Geralt no recordaba a ninguno: todos, al fin y al cabo, tenían el mismo aspecto, barbados, recios, casi cuadrados en sus gruesos jubones calados.
—Erais seis. —Apretó una tras otra las diestras nudosas y duras que se le tendían—. Si no recuerdo mal.
—Tienes buena memoria —se rió Yarpen Zigrin—. Éramos seis, claro que sí. Pero Lucas Corto se casó, se asentó en Mahakam y se salió de la compañía, el muy patán. Como que no encontramos a nadie suficientemente bueno para su puesto, hasta ahora. Y una pena, porque seis es la cifra justa, ni pocos, ni muchos. Si toca comerse un ternero como si toca trasegar un barrilillo, no hay nada como ser seis...
—Por lo que veo —Geralt, con un movimiento de la cabeza, señaló al resto del grupo que estaba de pie indeciso junto a los carros—, hay aquí suficientes como para dar cuenta de tres terneros, por no hablar de cosas más pequeñas. ¿Qué es esta compaña que comandas, Yarpen?
—No soy yo el que la comanda.

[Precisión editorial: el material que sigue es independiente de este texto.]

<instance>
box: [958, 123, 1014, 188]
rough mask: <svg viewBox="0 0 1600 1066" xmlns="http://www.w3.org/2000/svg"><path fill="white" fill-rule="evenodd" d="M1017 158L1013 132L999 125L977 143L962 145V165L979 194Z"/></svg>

Permíteme que te presente. Perdonad, señor Wenck, que no lo hiciera enseguida, pero yo y mis muchachos conocemos a Geralt de Rivia desde hace algún tiempo, tenemos unos cuantos recuerdos comunes. Geralt, éste es el señor comisario Vilfrid Wenck, al servicio del rey Henselt de Ard Carraigh, piadoso gobernante y señor de Kaedwen.
Vilfrid Wenck era alto, más alto que Geralt, y dos veces más que el enano. Estaba vestido con un sencillo traje, común para los adalides, alguaciles y enlaces montados, pero en sus movimientos había una severidad, rigidez y seguridad que el brujo conocía y sabía reconocer sin error, incluso de noche, incluso a la escasa luz de las hogueras. Así se movían personas acostumbradas a la loriga y al peso del talabarte con las armas. Wenck era un soldado profesional, Geralt estaba dispuesto a apostar lo que fuera. Apretó la mano que se le ofrecía, se inclinó ligeramente.
—Sentémonos. —Yarpen Zigrin indicó el tronco en el que seguía clavada su potente hacha—. Di, ¿qué es lo que te trae por estos andurriales, Geralt?
—Busco ayuda. Viajo por cuenta propia, con una hembra y una mozalla. La hembra va mala. De gravedad. Os alcancé para pediros ayuda.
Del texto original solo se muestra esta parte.